This vulnerability resides in the Enterprise Infrastructure Security component of JD Edwards EnterpriseOne Tools. It permits an attacker without any authentication to gain full control of the application through the JDENET network interface. Unauthorized intrusion can lead to direct manipulation, deletion, or exfiltration of data and alteration of system configurations, effectively granting the attacker administrative privileges across the platform. The flaw is a classic example of improper authentication (CWE-287), resulting in confidentiality, integrity, and availability compromise.

The issue affects Oracle JD Edwards EnterpriseOne Tools versions 9.2.0.0 through 9.2.26.2. Systems running any of these releases must be examined to confirm deployment of the tool, as the vulnerability is embedded in the core Enterprise Infrastructure Security component.

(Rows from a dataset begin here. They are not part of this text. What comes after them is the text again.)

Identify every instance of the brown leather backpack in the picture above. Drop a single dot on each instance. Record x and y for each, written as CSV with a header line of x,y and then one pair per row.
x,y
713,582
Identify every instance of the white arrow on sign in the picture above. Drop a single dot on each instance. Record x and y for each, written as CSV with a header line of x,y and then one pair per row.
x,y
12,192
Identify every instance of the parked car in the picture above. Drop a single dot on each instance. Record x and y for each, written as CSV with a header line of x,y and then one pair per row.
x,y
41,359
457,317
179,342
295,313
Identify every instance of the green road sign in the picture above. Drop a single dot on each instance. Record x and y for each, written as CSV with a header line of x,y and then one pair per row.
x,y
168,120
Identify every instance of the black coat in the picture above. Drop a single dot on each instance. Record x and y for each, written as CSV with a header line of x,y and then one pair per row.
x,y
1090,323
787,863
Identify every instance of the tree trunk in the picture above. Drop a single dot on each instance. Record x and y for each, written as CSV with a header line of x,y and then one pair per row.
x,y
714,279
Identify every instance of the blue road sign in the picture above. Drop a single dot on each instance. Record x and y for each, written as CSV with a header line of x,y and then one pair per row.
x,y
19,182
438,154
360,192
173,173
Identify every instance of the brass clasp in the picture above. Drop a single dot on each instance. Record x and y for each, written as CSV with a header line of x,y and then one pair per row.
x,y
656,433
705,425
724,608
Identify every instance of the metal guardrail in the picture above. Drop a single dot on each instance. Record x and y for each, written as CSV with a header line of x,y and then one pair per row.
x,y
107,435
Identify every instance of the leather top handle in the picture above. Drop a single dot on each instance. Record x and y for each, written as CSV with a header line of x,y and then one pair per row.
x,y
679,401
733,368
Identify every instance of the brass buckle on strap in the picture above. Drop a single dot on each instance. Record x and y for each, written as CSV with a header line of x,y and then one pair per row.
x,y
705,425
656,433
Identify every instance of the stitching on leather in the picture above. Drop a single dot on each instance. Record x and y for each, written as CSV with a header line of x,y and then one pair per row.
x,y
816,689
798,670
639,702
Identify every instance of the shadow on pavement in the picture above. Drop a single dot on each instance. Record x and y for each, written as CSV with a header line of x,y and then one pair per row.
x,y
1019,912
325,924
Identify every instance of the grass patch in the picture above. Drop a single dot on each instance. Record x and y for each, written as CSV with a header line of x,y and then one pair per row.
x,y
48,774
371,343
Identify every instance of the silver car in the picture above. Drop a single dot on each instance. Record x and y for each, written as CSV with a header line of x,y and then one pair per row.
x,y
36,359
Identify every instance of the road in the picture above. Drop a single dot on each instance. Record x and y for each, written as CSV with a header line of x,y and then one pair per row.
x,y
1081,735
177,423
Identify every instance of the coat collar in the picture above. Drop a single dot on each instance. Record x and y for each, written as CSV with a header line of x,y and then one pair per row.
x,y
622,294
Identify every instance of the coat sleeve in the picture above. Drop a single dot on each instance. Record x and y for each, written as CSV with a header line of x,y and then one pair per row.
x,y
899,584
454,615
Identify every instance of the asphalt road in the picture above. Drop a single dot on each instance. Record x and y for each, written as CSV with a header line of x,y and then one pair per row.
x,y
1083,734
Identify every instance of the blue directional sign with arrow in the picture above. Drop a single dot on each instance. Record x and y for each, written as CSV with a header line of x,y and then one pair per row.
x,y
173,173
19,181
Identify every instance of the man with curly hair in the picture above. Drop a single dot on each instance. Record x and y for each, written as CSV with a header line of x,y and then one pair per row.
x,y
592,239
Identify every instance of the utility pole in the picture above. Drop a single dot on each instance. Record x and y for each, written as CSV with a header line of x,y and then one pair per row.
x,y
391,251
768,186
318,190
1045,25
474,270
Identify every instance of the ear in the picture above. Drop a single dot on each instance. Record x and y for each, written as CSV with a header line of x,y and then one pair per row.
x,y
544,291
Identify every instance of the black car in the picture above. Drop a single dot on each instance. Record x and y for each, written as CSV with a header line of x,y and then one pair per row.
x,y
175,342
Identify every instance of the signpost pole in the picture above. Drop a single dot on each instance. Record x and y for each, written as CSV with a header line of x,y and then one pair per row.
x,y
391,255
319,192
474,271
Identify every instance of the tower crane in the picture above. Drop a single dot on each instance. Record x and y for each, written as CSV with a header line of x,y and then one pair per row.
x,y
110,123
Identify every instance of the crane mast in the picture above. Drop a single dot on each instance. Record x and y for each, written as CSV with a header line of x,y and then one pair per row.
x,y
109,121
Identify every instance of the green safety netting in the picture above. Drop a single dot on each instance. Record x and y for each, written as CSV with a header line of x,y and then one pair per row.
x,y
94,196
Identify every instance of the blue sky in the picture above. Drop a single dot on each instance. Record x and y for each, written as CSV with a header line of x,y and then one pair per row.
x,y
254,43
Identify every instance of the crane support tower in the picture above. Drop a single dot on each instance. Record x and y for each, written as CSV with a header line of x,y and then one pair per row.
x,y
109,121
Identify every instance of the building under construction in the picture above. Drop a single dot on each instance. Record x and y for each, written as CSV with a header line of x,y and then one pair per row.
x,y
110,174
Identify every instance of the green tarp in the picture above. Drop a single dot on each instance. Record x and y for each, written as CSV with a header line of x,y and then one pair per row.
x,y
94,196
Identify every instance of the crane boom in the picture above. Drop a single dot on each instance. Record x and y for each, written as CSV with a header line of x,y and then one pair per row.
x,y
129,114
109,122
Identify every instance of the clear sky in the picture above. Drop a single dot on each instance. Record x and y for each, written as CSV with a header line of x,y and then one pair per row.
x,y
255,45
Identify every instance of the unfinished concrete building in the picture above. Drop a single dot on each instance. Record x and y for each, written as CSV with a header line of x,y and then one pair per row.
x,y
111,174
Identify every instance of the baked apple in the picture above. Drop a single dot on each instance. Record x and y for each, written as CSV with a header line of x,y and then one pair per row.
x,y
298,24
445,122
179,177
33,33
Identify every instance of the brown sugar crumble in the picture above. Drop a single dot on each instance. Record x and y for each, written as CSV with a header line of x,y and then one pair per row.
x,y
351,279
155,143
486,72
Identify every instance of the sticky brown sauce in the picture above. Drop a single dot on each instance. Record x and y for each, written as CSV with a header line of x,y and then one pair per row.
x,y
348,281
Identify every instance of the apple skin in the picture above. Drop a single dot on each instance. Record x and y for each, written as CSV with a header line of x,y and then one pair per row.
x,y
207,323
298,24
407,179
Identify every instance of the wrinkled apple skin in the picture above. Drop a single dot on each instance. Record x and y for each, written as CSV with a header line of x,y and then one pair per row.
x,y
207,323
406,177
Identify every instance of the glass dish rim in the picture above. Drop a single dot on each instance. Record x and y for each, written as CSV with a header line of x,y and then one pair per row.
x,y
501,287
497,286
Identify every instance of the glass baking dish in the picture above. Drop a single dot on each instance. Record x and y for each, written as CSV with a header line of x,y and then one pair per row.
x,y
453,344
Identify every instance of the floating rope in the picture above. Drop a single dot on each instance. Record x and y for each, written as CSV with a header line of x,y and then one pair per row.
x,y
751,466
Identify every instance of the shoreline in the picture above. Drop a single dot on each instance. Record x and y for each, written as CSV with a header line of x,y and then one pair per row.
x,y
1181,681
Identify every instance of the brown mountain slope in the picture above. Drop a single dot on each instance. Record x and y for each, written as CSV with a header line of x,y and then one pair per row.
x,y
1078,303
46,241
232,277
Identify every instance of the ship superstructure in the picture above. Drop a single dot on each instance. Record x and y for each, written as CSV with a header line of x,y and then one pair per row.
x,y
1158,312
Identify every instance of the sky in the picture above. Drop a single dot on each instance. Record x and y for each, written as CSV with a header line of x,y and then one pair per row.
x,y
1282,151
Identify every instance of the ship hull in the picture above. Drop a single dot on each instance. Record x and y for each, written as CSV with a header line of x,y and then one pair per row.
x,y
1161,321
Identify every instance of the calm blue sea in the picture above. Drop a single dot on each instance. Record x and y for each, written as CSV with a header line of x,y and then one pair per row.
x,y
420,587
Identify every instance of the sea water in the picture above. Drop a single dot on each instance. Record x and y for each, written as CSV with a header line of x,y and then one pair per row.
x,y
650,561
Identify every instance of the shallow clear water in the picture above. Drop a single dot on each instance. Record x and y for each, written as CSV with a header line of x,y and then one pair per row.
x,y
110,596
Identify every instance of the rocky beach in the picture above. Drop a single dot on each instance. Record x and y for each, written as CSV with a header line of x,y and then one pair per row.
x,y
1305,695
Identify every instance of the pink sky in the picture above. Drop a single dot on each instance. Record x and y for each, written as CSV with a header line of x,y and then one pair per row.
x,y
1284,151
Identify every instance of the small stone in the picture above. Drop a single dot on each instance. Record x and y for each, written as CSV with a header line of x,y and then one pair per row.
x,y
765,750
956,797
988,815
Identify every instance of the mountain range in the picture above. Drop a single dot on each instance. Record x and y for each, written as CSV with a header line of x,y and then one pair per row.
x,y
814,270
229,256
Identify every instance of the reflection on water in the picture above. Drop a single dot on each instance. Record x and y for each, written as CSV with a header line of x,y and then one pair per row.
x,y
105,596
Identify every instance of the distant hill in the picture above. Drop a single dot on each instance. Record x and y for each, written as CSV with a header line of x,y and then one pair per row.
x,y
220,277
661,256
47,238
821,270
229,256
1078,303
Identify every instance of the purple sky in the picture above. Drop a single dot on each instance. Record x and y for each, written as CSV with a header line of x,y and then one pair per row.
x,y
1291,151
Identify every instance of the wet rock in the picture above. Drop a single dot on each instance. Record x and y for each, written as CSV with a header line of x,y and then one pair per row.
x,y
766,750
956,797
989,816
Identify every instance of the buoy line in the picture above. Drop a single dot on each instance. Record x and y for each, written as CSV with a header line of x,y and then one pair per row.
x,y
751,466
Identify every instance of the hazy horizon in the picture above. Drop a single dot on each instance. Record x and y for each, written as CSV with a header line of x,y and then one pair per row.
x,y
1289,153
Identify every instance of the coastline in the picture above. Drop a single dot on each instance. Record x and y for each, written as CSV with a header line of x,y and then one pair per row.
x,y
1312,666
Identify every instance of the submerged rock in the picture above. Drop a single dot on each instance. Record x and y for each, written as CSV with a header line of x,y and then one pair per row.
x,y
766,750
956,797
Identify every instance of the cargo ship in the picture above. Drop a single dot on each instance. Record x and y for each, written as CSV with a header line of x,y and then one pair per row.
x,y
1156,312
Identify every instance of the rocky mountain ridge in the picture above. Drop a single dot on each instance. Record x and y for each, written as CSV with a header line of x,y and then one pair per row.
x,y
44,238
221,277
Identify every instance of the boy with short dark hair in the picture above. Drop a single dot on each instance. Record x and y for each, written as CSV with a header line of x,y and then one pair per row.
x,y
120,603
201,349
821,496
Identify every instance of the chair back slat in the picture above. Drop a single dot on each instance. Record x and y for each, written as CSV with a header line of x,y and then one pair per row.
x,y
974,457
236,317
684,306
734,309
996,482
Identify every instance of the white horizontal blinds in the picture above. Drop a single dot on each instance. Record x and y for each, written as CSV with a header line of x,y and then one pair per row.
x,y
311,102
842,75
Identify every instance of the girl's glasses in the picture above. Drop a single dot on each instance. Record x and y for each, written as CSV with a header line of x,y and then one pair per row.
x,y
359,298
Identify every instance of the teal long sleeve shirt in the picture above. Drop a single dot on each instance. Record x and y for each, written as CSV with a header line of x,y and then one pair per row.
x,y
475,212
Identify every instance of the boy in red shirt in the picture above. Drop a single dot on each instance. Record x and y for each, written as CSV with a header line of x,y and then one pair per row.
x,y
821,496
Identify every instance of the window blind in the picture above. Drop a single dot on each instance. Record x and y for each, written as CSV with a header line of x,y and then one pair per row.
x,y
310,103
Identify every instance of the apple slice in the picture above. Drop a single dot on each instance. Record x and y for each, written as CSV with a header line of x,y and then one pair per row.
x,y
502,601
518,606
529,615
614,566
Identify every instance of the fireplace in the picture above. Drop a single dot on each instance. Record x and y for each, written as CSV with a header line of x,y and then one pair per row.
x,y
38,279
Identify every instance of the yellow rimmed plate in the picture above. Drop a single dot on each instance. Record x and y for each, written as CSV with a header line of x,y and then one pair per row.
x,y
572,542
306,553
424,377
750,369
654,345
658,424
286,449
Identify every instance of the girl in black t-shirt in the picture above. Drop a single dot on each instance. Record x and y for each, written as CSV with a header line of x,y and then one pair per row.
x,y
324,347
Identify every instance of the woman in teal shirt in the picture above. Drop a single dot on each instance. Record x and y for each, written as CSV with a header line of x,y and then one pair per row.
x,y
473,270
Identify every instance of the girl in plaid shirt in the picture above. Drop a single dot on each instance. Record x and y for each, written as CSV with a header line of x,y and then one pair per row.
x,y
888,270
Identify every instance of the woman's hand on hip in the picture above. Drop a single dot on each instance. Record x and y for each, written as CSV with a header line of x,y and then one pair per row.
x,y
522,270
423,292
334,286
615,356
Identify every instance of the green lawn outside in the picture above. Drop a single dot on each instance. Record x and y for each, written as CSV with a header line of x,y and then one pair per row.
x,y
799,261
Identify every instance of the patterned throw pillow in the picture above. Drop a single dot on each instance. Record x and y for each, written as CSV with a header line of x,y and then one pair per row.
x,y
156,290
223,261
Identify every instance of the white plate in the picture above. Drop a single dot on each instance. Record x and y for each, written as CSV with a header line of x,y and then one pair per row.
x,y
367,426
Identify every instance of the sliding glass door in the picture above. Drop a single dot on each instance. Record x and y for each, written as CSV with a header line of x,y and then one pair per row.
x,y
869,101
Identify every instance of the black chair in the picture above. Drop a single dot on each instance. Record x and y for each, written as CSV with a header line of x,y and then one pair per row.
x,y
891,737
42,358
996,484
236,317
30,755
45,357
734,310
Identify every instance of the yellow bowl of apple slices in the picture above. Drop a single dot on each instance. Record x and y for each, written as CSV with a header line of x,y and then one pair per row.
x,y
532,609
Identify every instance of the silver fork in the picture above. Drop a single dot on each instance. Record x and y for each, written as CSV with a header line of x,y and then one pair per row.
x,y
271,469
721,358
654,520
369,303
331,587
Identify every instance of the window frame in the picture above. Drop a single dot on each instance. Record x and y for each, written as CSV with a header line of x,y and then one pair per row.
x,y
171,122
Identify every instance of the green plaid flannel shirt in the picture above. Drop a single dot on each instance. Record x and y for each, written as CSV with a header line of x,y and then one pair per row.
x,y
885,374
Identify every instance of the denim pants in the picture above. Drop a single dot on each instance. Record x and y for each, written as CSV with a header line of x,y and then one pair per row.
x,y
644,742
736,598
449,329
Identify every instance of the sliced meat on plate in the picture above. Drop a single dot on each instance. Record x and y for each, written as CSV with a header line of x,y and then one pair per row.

The CVSS 3.1 Base Score of 9.8 denotes critical impact, and the EPSS score of less than 1% indicates a low but non‑zero likelihood of exploitation at the time of publishing. The vulnerability is not listed in CISA’s KEV catalog, yet the lack of authentication combined with network reachability renders it highly attractive to adversaries. Attackers would need only network access to the JDENET port to trigger the flaw; no user interaction or privilege escalation steps are required beyond exploiting the unauthenticated entry point.